The Giver, written by Lois Lowery, was first published in 1993. In 1994, it won the Newberry Medal – one of the most prestigious awards for children’s literature in the United States. To date it has sold over ten million copies. The Giver is actually the first in a series of four books, the next three being Gathering Blue, published in the year 2000, Messenger published in 2004, and Son published in 2012.

The book follows the personal struggles of Jonas, a 12-year old boy living in a Dystopian society masquerading as an Utopian one, where humans have managed to eliminate strife and pain by converting to “Sameness,” a plan that has removed all intense emotions and any depth of feeling from their lives.

In the story Jonas is selected to inherit the position of Receiver of Memory, the person who acts as a human repository for all the memories from the time before Sameness was put into practice, just in case these memories are needed to help the community leaders make decisions. The novel covers his training, which is provided by the previous receiver and his realization that the system he grew up in is fundamentally flawed.

Because the book was so popular, it is not surprising that it caught the attention of Jeff Bridges, who has apparently been trying to make a film based on the book since the 1990s. His original idea was to have his father Lloyd (Sea Hunt, High Noon, Airplane) play the older Receiver, but Lloyd Bridges died in 1998 and the project remained in limbo until the film actually started shooting in Capetown and Johannesburg, South Africa in 2013. Filming was completed on February 13, 2014 in Utah, USA.

The movie stars Jeff Bridges as the Receiver (The Big Lebowski, True Grit, R.I.P.D., Tron Legacy). Brenton Thwaites (Maleficent, Oculus) plays Jonas and Meryl Streep (August: Osage County, Hope Springs) plays the chief elder and antagonist. All do quite good jobs playing their respective roles, but I still find this movie quite perplexing. As a novel The Giver was a quiet, reflective piece of literature. The world that Lois Lowery depicted was different enough from our own that readers knew they were in the future, but the setting was low tech enough that they were still able to identify with it. They could imagine the possible evolution of our world into Jonas'.

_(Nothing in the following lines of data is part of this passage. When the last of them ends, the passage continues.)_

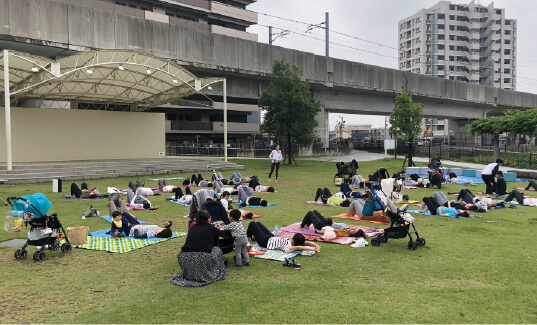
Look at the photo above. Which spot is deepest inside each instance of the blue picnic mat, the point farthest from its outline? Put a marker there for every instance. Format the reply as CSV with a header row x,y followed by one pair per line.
x,y
168,179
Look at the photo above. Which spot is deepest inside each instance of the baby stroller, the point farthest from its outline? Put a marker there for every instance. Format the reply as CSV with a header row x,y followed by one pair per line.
x,y
45,231
346,171
400,223
436,172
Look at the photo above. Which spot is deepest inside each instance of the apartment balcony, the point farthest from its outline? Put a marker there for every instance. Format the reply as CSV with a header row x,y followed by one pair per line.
x,y
221,9
233,33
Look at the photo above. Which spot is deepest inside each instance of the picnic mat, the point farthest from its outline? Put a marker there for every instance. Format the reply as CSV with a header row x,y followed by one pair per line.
x,y
310,234
109,219
89,199
428,213
357,218
326,205
167,179
122,245
172,199
275,255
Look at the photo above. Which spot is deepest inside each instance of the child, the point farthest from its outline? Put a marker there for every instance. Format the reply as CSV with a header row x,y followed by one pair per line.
x,y
329,233
225,200
237,231
118,228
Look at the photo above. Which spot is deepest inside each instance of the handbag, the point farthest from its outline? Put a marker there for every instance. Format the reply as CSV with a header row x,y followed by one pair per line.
x,y
369,207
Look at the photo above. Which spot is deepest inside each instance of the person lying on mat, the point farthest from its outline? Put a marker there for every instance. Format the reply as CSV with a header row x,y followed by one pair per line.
x,y
151,231
316,219
84,192
247,197
520,198
258,232
245,214
532,183
435,209
346,190
327,198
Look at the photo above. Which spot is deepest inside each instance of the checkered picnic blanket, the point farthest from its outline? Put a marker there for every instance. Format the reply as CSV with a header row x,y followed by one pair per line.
x,y
122,245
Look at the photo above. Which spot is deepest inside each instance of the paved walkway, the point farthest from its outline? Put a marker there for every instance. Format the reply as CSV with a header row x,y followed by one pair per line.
x,y
369,156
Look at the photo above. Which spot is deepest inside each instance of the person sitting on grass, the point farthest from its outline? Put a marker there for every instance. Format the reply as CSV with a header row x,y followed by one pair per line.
x,y
122,222
435,209
520,198
237,232
151,231
258,232
327,198
248,198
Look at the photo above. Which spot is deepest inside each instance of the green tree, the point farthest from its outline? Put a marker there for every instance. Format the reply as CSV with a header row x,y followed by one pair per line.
x,y
405,121
289,107
515,121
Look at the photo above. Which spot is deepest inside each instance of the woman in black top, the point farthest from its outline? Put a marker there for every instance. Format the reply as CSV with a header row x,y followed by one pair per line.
x,y
200,259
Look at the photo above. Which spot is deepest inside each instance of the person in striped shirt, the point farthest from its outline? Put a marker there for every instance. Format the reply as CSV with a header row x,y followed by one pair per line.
x,y
258,232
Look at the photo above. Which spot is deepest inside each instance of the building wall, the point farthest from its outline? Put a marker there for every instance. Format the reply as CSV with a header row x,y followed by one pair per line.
x,y
65,134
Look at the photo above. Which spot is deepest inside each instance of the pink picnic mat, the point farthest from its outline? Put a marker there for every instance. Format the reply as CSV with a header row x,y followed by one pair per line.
x,y
326,205
312,235
357,218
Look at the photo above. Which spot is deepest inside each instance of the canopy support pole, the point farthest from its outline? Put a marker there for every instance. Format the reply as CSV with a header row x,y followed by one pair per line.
x,y
7,108
225,119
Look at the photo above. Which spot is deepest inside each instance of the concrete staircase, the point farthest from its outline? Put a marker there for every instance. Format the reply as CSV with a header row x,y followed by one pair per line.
x,y
80,170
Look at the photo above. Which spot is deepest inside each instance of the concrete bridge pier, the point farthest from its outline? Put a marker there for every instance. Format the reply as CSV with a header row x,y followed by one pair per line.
x,y
323,127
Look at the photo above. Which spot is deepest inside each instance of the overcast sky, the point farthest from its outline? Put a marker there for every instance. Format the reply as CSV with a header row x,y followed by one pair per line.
x,y
376,21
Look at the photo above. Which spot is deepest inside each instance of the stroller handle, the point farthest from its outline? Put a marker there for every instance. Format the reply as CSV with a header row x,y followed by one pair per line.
x,y
16,198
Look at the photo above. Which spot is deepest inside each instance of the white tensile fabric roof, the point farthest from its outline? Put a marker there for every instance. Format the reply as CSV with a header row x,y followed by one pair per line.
x,y
104,76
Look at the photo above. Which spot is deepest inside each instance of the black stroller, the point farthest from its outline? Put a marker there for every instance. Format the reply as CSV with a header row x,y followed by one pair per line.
x,y
346,171
400,223
46,231
436,172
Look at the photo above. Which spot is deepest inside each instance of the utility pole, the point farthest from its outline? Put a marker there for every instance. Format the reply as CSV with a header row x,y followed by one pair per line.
x,y
327,35
492,73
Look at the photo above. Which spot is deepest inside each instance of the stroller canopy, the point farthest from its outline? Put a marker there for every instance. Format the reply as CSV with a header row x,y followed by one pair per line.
x,y
38,204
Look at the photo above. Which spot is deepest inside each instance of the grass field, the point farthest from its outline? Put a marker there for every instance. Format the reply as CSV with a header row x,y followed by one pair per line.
x,y
470,271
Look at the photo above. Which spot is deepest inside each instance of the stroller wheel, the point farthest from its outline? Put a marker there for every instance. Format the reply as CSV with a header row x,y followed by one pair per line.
x,y
375,241
421,241
66,248
39,256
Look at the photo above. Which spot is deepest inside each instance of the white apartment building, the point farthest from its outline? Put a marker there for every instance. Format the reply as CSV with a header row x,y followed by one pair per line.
x,y
471,43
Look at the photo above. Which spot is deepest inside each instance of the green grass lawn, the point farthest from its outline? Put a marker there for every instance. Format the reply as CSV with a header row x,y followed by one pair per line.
x,y
470,271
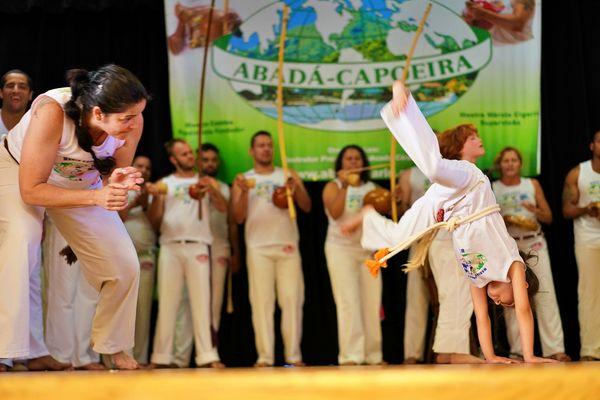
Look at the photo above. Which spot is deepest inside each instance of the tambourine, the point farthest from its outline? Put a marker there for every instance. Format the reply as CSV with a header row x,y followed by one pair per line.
x,y
353,179
380,199
522,222
279,197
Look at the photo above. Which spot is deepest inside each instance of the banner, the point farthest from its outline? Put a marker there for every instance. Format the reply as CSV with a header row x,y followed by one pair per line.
x,y
475,63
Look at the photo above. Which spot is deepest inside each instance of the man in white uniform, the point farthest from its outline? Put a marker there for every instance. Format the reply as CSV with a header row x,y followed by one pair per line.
x,y
581,202
272,255
184,254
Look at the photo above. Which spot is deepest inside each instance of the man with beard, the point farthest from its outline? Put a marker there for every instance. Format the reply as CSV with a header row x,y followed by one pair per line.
x,y
184,254
143,235
223,255
272,255
581,202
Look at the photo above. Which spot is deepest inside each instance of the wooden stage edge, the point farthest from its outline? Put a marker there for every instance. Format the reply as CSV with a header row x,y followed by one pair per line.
x,y
465,382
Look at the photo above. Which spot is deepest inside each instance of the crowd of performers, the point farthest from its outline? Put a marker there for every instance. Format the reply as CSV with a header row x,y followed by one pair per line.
x,y
82,227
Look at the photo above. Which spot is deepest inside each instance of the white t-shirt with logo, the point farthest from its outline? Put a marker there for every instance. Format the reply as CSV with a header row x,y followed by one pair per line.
x,y
353,204
73,167
587,228
218,221
180,219
483,248
267,224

The people behind the development of this movie seem to have wanted to turn the story into a glitzy Hollywood blockbuster, complete with fascistic police raids and futuristic flying machines. I can't help but feel that if the powers that be wanted to translate this story properly into film they would have done it on a much lower budget and they would have chosen an Indie director like Paul Thomas Anderson (The Master, Boogey Nights, Magnolia, And There Will Be Blood). Whoever thought that it was a good idea to give the film adaptation to Phillip Noyce, a director who makes movies like Salt, I'll never know. He has lost the thoughtful introspection that was so much a part of the original book, and in its place you have frenetic action.

If you are a fan of Jeff Bridges, see this film. He is very good. If you aren't, give it a miss and read the book.